I have a table that holds about 60 million rows. The primary key is an integer column that I maintain by using a NextID table. Because no columns in the table are subject to a range search, I chose a clustered index to maximize the performance of joins to other tables and to avoid the development of disk hotspots. The clustered index also helps me avoid insert problems by distributing the data evenly among the company's RAID 10 set. I have several questions.
- If I place a clustered index on a mono-increasing column, will using a stripe set eliminate the disk hotspot problems? Or will I need to use another method to evenly distribute the data?
- How will SQL Server manage the index B-tree when the primary key's column value is always 1 greater than the last value? Will the B-tree grow unevenly and, therefore, require more maintenance and suffer reduced performance?
- If I create a nonclustered index instead of a clustered index on the primary key and let SQL Server manage the space allocation, what effect will the nonclustered index have on data distribution and join performance?
- I've heard that reversing the bit representation of the NextID value creates a more even distribution of key values for a clustered index but still gives you the benefit of using a simple NextID methodology to manage the disk-space allocation. For example, 1 (0000 0001) would become 128 (1000 0000), which SQL Server would insert as the key. The next value would be 64—because 2 (0000 0010) would transform to 64 (0100 0000), and so on. Or does reversing the bit representation constitute unnecessary overengineering?
Let's look at your questions in order.
- Even if you use a stripe set, disk hotspots will develop. (Disk hotspots are points of very busy activity that tend to cause system throughput to diminish.) You'll still have contention for the "last" set of pages because striping typically occurs in 64KB chunks. ("Last" means the set changes over time but will always be the most recently referenced set.)

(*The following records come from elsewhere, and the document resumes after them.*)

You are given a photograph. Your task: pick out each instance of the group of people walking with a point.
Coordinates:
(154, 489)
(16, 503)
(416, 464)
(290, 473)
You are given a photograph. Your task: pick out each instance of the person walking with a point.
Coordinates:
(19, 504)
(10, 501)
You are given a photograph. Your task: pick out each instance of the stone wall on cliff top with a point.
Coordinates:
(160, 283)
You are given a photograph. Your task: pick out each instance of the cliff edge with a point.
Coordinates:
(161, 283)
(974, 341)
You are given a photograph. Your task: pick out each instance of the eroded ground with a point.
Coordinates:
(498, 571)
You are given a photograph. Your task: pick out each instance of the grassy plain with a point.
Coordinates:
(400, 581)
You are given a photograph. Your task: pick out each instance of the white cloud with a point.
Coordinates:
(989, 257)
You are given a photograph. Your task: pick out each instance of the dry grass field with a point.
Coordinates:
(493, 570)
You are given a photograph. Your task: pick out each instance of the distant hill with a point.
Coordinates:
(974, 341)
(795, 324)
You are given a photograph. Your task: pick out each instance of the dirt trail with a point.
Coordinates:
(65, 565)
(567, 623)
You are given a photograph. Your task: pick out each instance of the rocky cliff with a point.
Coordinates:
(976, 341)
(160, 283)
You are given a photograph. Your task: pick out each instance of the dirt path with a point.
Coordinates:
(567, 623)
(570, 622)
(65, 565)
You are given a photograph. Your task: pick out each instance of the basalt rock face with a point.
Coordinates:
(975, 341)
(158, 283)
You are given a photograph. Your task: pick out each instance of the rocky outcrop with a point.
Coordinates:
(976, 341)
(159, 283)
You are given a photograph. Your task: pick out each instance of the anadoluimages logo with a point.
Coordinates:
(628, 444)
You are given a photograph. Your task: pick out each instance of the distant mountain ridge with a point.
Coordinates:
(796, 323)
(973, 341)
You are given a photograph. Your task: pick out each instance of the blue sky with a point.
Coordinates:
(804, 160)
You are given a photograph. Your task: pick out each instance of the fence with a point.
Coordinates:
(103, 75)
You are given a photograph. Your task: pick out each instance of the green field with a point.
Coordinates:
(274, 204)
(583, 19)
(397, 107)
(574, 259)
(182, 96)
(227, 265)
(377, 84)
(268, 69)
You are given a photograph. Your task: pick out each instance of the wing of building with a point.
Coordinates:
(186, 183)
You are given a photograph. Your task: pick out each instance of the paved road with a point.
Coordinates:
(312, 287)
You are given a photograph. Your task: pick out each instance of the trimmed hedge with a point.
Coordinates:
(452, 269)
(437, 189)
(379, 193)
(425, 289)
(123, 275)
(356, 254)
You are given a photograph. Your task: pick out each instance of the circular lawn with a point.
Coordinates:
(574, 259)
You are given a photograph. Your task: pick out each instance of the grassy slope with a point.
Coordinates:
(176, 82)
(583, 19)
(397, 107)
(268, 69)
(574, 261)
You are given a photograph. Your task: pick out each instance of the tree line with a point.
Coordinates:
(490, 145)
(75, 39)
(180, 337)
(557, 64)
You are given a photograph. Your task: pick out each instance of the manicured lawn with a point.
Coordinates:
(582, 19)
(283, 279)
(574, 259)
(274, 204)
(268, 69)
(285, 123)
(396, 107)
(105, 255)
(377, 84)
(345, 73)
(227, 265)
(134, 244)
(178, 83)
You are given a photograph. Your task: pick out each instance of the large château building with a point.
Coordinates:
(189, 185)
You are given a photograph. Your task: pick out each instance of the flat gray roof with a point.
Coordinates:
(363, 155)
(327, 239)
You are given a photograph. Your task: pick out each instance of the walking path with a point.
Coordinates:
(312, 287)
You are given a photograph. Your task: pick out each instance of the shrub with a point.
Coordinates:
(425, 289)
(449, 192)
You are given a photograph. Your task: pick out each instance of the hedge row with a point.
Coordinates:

- In your scenario, the B-tree will always remain balanced. However, inserts in a clustered index that are based on an increasing key always go to the "end" of the pages. ("End" refers to the logical end, not necessarily the physical end.)
- A nonclustered index on the increasing-value key will have the same effect on the data distribution and join performance as a clustered index.
- As for reversing the bit representation of the key column value, I believe you'll have greater success simply by creating a clustered index on another column that's reasonably unique, then using a nonclustered index for your primary key.
Of course, you should always test which indexes and primary keys work best for your specific application.